Blassie worked for the World Wrestling Association from 1952 to 1953, mostly tagging with Billy McDaniel. From there he worked in the Georgia territory of the National Wrestling Alliance, where he soon won the NWA Georgia Southern Heavyweight Championship. During this time he fully embraced the heel aspect of his character, as the fans saw him as a Yankee. He bleached his hair like Gorgeous George and Buddy Rogers, and started biting his opponents and filing his teeth during interviews.

In 1960 he returned to the WWA in Los Angeles as a top villain, having main event feuds against The Destroyer. He was so hated by the crowds that the police were regularly brought in to protect him and for riot control. The next year on June 12 he defeated Edouard Carpentier for the WWA World Championship, which he would go on to defend against the likes of Lou Thesz. As champion, he frequently appeared on a young television host’s talk show, making can’t miss television making the host a star. Some guy named Regis Philbin. He also would defend his title and trade it back and forth with notable stars such as Rikidozan, Bearcat Wright, and Dick the Bruiser.

Blassie’s battles with Rikidozan took him to Japan, where he became a notorious figure. The image of Freddie biting Rikidozan’s head, causing the Japanese star to bleed all over himself sent the country’s citizens into an uproar, with documented cases of heart attacks and even some people dying from the terror. Really.

In 1964 Freddie briefly worked for the then-World Wide Wrestling Federation, now the WWE, against their champion Bruno Sammartino and also Bobo Brazil. He returned in 1971 to challenged Pedro Morales for the title as well. He retired from in-ring competition in 1974 and began working as a manager until 1986. During that time he assisted such stars as Blackjack Mulligan, High Chief Peter Maivia, ‘The Crippler’ Ray Stevens, Jesse Ventura, The Iron Sheik, George ‘The Animal’ Steele, Mr Fuji, Hulk Hogan, and even Muhammad Ali in his match against Antonio Inoki. He retired in 1986, but would appear on occasion until his passing in 2003 at the age of 85. He was inducted into the WWE Hall of Fame in 1994.

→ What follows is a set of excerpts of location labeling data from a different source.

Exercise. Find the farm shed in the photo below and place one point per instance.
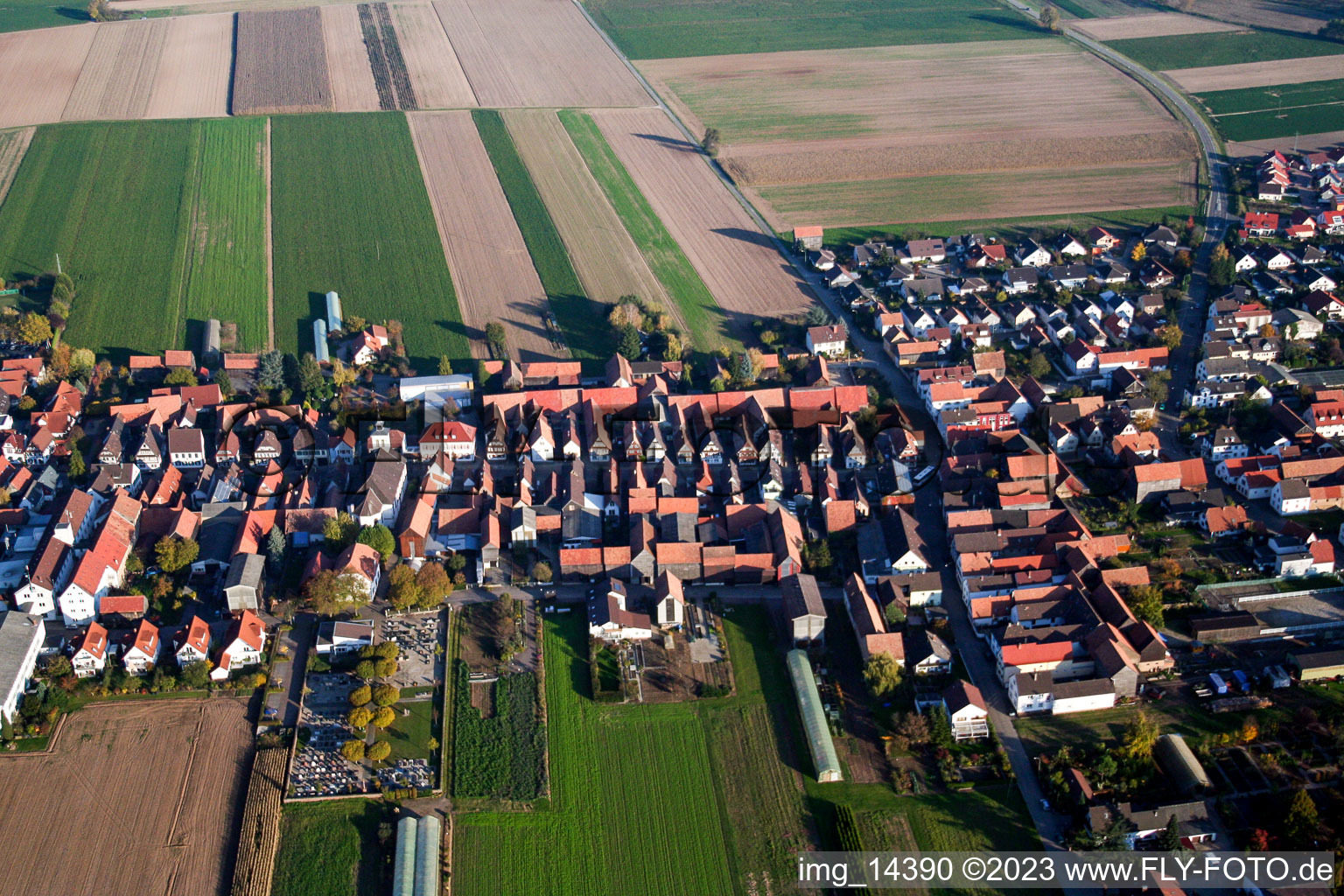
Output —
(1319, 665)
(1179, 762)
(403, 866)
(814, 718)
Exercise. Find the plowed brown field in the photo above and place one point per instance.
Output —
(606, 260)
(1258, 74)
(353, 80)
(536, 52)
(38, 72)
(118, 72)
(741, 265)
(436, 74)
(486, 256)
(192, 80)
(281, 63)
(1158, 24)
(143, 798)
(14, 144)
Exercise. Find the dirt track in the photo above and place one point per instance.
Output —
(606, 260)
(739, 265)
(1158, 24)
(137, 798)
(347, 60)
(39, 70)
(536, 52)
(486, 256)
(1258, 74)
(192, 80)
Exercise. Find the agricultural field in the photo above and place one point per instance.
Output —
(348, 60)
(606, 260)
(536, 52)
(225, 258)
(108, 198)
(281, 63)
(772, 110)
(582, 320)
(1283, 110)
(14, 144)
(500, 757)
(472, 211)
(39, 70)
(662, 29)
(1158, 24)
(332, 848)
(350, 214)
(1228, 47)
(182, 763)
(690, 296)
(739, 265)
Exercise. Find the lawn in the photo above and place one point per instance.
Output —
(1221, 49)
(409, 735)
(109, 199)
(331, 848)
(584, 321)
(1258, 113)
(663, 29)
(351, 214)
(702, 315)
(225, 260)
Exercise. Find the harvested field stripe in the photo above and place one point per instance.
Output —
(486, 251)
(699, 312)
(582, 320)
(14, 144)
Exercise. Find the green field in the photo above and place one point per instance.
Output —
(351, 214)
(702, 315)
(1221, 49)
(109, 199)
(663, 29)
(1260, 113)
(225, 258)
(584, 320)
(331, 848)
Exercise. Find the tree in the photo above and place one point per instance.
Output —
(882, 675)
(270, 369)
(332, 592)
(34, 328)
(1038, 364)
(311, 379)
(1145, 601)
(628, 341)
(379, 537)
(711, 141)
(1301, 823)
(403, 590)
(175, 552)
(1138, 738)
(197, 675)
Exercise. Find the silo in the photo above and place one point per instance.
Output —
(403, 868)
(332, 311)
(320, 341)
(426, 858)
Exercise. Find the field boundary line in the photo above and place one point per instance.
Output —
(270, 253)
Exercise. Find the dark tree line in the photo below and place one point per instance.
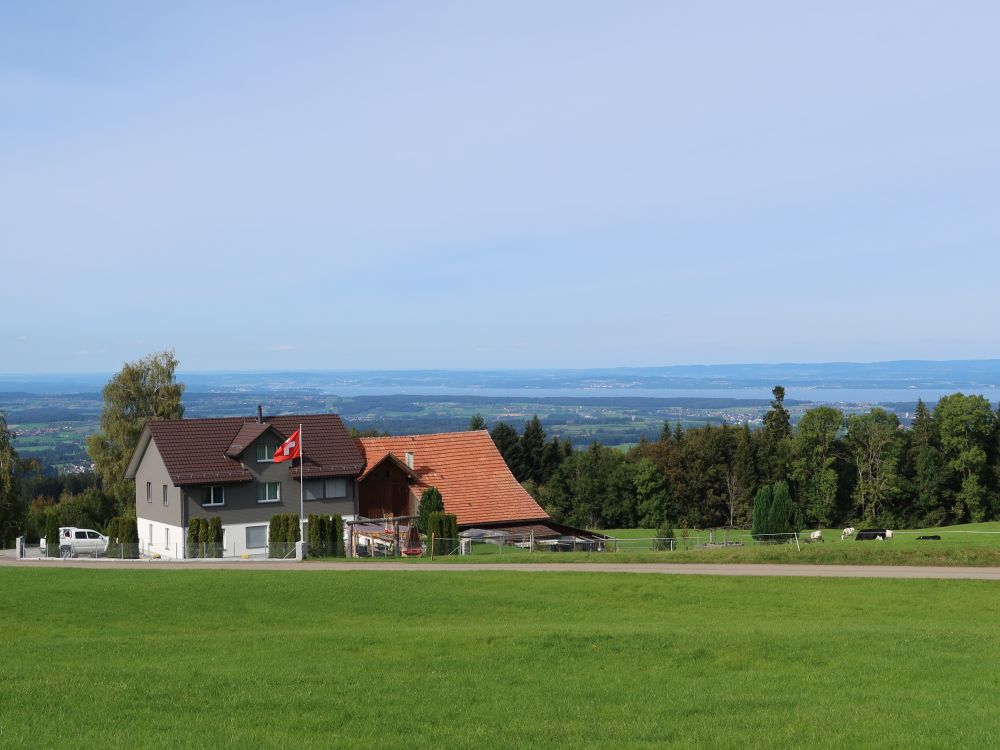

Beyond the squared circle, he also had, believe it or not, a music career which included the hit ‘Pencil Neck Geek’, from his signature catch phrase that is a standard for Dr. Demento’s radio show. He also appeared in many television shows and movies, such as The Dick Van Dyke Show and opposite Andy Kaufman in ‘My Breakfast with Blassie’. Kaufman’s whole act was inspired by how enamored he was with wrestling heels, especially Blassie. Stop and think about this for a second: Andy Kaufman based his legendary career around Blassie. Regis Philbin became seen as a successful TV host because of Blassie. Part of Dr Demento’s success was due to Blassie, and that show later broke Weird Al Yankovich. How different would the entertainment world be without Blassie’s presence? And all because he portrayed a horrible riot-starting bad guy, almost as a form of catharsis to get away from an abusive childhood. Blassie is proof that even when the deck’s stacked against you, your future is what you make it.

About the piece: My artistic background comes from comic books, which has long been defined stylistically by bold black lines. I’ve done pieces like this on occasion, where I’ll use spray paint to create a mid-tone, even spraying over the black. Then I’ll come in and use the same approach I took with the black, but do it with white. I then put a little more black in for subtlety, and added some lines and shapes with paint marker to ‘class’ it up a bit.